‘Each programme is individually tailored according to the patient’s needs,’ Dr Tomlinson explained as she showed them round. ‘The process towards recovery normally takes eight to twelve weeks, but we provide a further extended care period if that’s needed. Once Tara returns home, we’ll allocate a recovery partner from the clinic who’ll continue to communicate with her for a year after that. We do things properly here,’ she summarized with pride.
The doctor led the guests through to the spa pools in the modern annex at the rear of the building, and elaborated on the centre’s facilities. ‘Treatment in the Narcotics Unit involves a varied programme of counselling and recreation, including sessions with an art therapist and a music therapist, as well as the choice of tennis, swimming or riding. This will begin tomorrow,’ she said, turning to Tara and putting a hand on her shoulder, ‘so you’ll need to make sure you eat well tonight to keep your strength up.’

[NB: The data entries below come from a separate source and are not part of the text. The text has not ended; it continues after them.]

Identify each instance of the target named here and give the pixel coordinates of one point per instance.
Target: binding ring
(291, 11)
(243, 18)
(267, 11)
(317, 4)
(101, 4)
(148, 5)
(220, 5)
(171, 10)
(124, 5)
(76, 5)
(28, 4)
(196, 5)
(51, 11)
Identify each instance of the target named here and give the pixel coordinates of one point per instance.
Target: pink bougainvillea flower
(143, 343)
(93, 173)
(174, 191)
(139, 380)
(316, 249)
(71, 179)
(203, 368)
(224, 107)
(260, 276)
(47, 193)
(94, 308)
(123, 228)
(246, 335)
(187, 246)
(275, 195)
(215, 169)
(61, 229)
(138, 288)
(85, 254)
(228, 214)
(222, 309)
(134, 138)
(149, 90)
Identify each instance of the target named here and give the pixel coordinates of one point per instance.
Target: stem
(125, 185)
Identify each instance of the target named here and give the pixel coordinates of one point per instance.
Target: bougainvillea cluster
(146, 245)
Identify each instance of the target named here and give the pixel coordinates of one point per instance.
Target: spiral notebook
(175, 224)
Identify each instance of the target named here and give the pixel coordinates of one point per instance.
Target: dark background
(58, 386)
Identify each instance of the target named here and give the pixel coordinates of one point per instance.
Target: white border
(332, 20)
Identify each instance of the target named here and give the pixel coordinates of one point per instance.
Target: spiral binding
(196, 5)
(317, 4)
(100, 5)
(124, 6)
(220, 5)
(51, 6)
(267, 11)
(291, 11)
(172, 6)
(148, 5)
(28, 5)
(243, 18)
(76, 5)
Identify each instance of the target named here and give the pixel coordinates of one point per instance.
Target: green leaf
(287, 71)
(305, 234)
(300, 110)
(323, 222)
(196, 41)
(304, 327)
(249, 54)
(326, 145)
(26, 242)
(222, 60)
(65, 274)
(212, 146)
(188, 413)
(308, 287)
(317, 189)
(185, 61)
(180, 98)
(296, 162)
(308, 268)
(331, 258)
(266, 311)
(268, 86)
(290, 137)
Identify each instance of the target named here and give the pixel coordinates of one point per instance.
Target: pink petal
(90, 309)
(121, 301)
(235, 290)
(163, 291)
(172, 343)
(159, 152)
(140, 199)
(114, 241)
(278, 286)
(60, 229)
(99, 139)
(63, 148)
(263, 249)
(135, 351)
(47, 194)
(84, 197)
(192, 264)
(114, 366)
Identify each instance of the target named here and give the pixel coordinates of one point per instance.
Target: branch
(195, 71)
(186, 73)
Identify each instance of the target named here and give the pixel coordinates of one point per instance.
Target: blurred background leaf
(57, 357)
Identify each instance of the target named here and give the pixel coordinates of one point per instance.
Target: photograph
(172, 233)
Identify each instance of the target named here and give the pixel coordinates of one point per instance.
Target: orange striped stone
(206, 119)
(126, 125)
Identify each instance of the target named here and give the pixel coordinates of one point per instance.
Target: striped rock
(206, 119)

Tara wasn’t really listening and felt a fleeting surge of pain at the thought that she wouldn’t have a chance to see heavenly Alex for at least eight weeks.

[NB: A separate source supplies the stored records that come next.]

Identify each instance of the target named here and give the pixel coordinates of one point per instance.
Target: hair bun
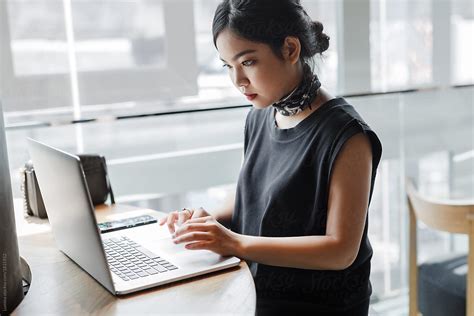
(321, 38)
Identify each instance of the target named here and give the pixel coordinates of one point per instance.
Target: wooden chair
(447, 216)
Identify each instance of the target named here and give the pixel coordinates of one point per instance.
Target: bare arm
(347, 209)
(224, 214)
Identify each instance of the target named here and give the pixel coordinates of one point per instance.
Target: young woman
(300, 212)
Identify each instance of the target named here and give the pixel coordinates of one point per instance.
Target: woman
(300, 212)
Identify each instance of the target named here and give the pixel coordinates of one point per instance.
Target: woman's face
(255, 69)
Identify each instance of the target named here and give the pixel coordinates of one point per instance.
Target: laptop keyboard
(130, 261)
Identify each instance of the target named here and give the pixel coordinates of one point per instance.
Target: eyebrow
(242, 53)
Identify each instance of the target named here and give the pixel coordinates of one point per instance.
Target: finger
(171, 220)
(203, 227)
(193, 236)
(181, 218)
(162, 220)
(199, 219)
(198, 245)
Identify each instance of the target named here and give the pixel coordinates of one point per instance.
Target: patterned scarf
(303, 95)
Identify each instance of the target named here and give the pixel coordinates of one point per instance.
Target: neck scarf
(302, 96)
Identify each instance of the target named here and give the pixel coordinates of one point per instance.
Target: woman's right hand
(180, 217)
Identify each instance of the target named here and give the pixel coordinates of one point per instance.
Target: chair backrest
(448, 216)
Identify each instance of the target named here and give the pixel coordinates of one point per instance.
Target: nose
(240, 79)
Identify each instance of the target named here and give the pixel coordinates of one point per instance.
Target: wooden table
(59, 286)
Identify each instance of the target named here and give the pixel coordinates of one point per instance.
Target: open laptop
(123, 261)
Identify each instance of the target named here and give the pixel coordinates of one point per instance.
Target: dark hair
(270, 22)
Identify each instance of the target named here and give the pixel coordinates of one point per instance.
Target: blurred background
(140, 82)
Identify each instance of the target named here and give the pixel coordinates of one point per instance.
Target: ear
(291, 49)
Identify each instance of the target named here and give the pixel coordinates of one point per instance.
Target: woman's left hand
(207, 233)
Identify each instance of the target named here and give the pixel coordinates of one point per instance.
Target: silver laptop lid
(70, 211)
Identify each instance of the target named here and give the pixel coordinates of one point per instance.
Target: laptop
(122, 261)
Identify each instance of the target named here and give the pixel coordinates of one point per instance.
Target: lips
(250, 96)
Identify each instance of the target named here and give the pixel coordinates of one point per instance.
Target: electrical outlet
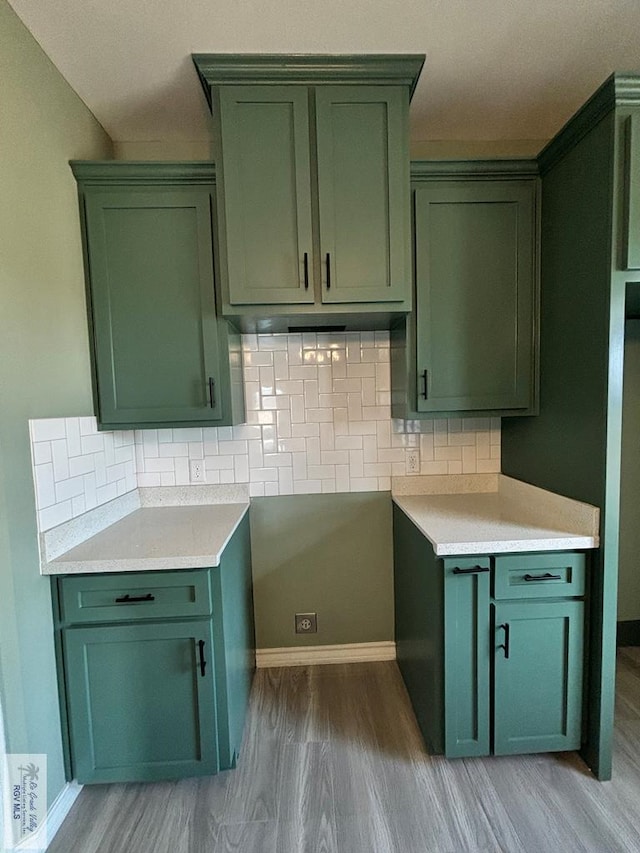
(196, 470)
(412, 461)
(306, 623)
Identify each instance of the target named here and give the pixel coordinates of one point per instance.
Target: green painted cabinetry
(632, 191)
(156, 668)
(161, 356)
(470, 347)
(314, 186)
(490, 647)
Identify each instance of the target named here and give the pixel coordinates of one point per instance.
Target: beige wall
(44, 363)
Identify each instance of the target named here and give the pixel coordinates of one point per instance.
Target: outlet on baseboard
(306, 623)
(196, 470)
(412, 461)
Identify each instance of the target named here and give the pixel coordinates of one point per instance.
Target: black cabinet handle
(203, 662)
(306, 271)
(547, 576)
(425, 387)
(505, 628)
(474, 570)
(129, 599)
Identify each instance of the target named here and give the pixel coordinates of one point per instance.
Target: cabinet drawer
(551, 575)
(135, 596)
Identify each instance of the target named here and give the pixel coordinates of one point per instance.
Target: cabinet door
(153, 306)
(475, 295)
(139, 707)
(265, 210)
(363, 193)
(466, 656)
(633, 193)
(538, 676)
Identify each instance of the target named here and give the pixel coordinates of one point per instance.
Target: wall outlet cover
(306, 623)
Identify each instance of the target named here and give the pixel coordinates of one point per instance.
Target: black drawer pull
(203, 662)
(474, 570)
(306, 271)
(506, 630)
(547, 576)
(128, 599)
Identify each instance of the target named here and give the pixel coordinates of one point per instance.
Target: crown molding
(443, 169)
(383, 69)
(616, 91)
(95, 172)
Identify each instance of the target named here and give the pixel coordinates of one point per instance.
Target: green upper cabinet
(161, 356)
(313, 177)
(632, 240)
(471, 347)
(363, 193)
(267, 194)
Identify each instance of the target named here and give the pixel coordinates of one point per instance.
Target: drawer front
(549, 575)
(134, 596)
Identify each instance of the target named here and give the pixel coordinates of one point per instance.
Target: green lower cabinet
(487, 675)
(140, 708)
(538, 676)
(466, 656)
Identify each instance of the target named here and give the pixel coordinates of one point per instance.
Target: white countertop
(155, 538)
(516, 517)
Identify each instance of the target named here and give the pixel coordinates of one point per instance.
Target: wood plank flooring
(333, 763)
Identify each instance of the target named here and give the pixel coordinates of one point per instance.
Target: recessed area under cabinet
(161, 356)
(470, 344)
(313, 202)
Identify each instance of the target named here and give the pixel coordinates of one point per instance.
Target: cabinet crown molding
(618, 90)
(380, 69)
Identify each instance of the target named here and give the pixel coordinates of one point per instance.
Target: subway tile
(241, 468)
(48, 429)
(173, 449)
(319, 415)
(342, 478)
(277, 459)
(307, 487)
(72, 427)
(218, 463)
(292, 445)
(327, 436)
(60, 459)
(263, 475)
(299, 465)
(334, 457)
(41, 452)
(229, 448)
(364, 484)
(182, 472)
(45, 485)
(54, 515)
(269, 439)
(321, 472)
(348, 442)
(285, 481)
(283, 423)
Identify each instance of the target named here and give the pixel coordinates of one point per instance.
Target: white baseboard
(61, 807)
(348, 653)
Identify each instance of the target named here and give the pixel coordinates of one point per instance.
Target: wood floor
(333, 762)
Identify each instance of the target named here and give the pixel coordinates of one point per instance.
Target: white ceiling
(495, 69)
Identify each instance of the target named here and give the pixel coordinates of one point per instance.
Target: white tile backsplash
(318, 420)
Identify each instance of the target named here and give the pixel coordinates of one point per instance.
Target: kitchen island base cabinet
(156, 668)
(490, 647)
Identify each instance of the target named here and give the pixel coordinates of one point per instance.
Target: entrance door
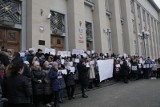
(57, 42)
(10, 39)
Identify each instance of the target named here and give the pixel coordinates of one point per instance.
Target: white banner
(50, 50)
(77, 51)
(105, 69)
(64, 53)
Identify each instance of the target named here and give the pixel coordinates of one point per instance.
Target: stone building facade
(102, 25)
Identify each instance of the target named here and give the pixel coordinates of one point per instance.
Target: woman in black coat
(125, 71)
(18, 89)
(83, 76)
(38, 83)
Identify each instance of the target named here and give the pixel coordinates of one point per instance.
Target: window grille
(10, 11)
(57, 23)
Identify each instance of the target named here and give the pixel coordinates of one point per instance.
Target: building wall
(124, 35)
(36, 19)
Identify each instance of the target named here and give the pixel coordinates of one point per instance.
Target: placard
(77, 51)
(92, 62)
(72, 69)
(71, 63)
(50, 50)
(134, 68)
(105, 69)
(76, 60)
(118, 65)
(22, 54)
(32, 49)
(62, 61)
(63, 71)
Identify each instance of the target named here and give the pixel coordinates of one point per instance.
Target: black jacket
(18, 89)
(83, 74)
(38, 88)
(125, 69)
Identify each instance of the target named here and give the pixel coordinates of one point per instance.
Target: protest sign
(72, 69)
(63, 71)
(105, 69)
(77, 51)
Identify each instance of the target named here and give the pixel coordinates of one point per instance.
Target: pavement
(140, 93)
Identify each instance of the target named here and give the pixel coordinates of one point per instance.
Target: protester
(70, 82)
(83, 76)
(18, 89)
(125, 71)
(48, 91)
(38, 83)
(55, 84)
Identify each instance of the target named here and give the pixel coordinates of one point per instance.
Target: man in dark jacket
(125, 71)
(17, 88)
(55, 84)
(83, 77)
(38, 83)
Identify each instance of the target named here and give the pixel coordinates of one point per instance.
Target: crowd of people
(38, 79)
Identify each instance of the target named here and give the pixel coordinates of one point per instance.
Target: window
(138, 10)
(144, 16)
(134, 26)
(89, 31)
(132, 6)
(107, 5)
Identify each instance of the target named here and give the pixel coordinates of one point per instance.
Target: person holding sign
(125, 71)
(134, 69)
(83, 76)
(55, 84)
(117, 69)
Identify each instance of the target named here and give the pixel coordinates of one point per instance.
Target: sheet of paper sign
(134, 68)
(32, 49)
(144, 66)
(22, 54)
(62, 61)
(71, 63)
(72, 69)
(76, 60)
(118, 65)
(92, 62)
(63, 71)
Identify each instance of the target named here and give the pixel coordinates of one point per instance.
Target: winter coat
(61, 80)
(18, 89)
(53, 75)
(92, 72)
(47, 80)
(38, 88)
(125, 69)
(70, 79)
(83, 74)
(134, 67)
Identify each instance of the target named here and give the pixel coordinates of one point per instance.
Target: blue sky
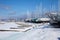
(20, 7)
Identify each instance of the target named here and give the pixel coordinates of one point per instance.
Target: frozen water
(35, 33)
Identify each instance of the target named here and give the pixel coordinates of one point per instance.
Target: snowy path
(36, 33)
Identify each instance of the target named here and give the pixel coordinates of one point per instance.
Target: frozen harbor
(38, 32)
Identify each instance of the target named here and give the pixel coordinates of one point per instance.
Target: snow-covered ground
(38, 32)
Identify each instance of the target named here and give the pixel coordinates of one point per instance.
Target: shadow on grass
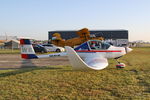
(25, 68)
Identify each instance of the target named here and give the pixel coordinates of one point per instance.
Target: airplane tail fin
(27, 51)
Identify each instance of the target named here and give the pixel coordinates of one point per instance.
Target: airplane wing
(88, 63)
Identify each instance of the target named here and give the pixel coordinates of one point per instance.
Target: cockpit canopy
(93, 45)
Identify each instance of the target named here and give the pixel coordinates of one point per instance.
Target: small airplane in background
(92, 54)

Moving on to the tennis courts and then the stables, Dr Tomlinson continued, ‘As you can see it’s not all serious here. Patients get to enjoy outings to places of interest, and we actively encourage them to socialize with and strengthen each other through regular group interaction and a three-course dinner every evening, cooked by a wonderful chef who used to work for the royal family.’ She glanced at Tara as though she hoped that might impress her. Passing through the dining hall, Tara thought idly that it looked like the inside of Cipriani in New York – the grand uptown one, not the cooler downtown restaurant. Hugo reflected morosely that if someone would pay for him to go here then it would be a bloody good incentive to tear himself away from the bottle.
At length it was time for the group to leave Tara in the capable hands of Dr Tomlinson. Hugo broke down in uncharacteristically loud sobs as he put his arms round his daughter. ‘I’m sorry,’ he stuttered, his deep voice breaking in a futile attempt to pull himself together, which only made him cry harder. Tara herself felt numb. She couldn’t cry, only stand listlessly, while her father, who had always been so strong, leaned the entire weight of his shaking body on her thin shoulders. His breath smelt of alcohol and it seemed absurd to Tara that she and not he was the one being made to seek help. ‘I’m sorry,’ he repeated. Tara could see in his eyes he had given up. The youthful hope that had filled Tara’s throbbing chest in the car journey to Kent was something that Hugo didn’t understand.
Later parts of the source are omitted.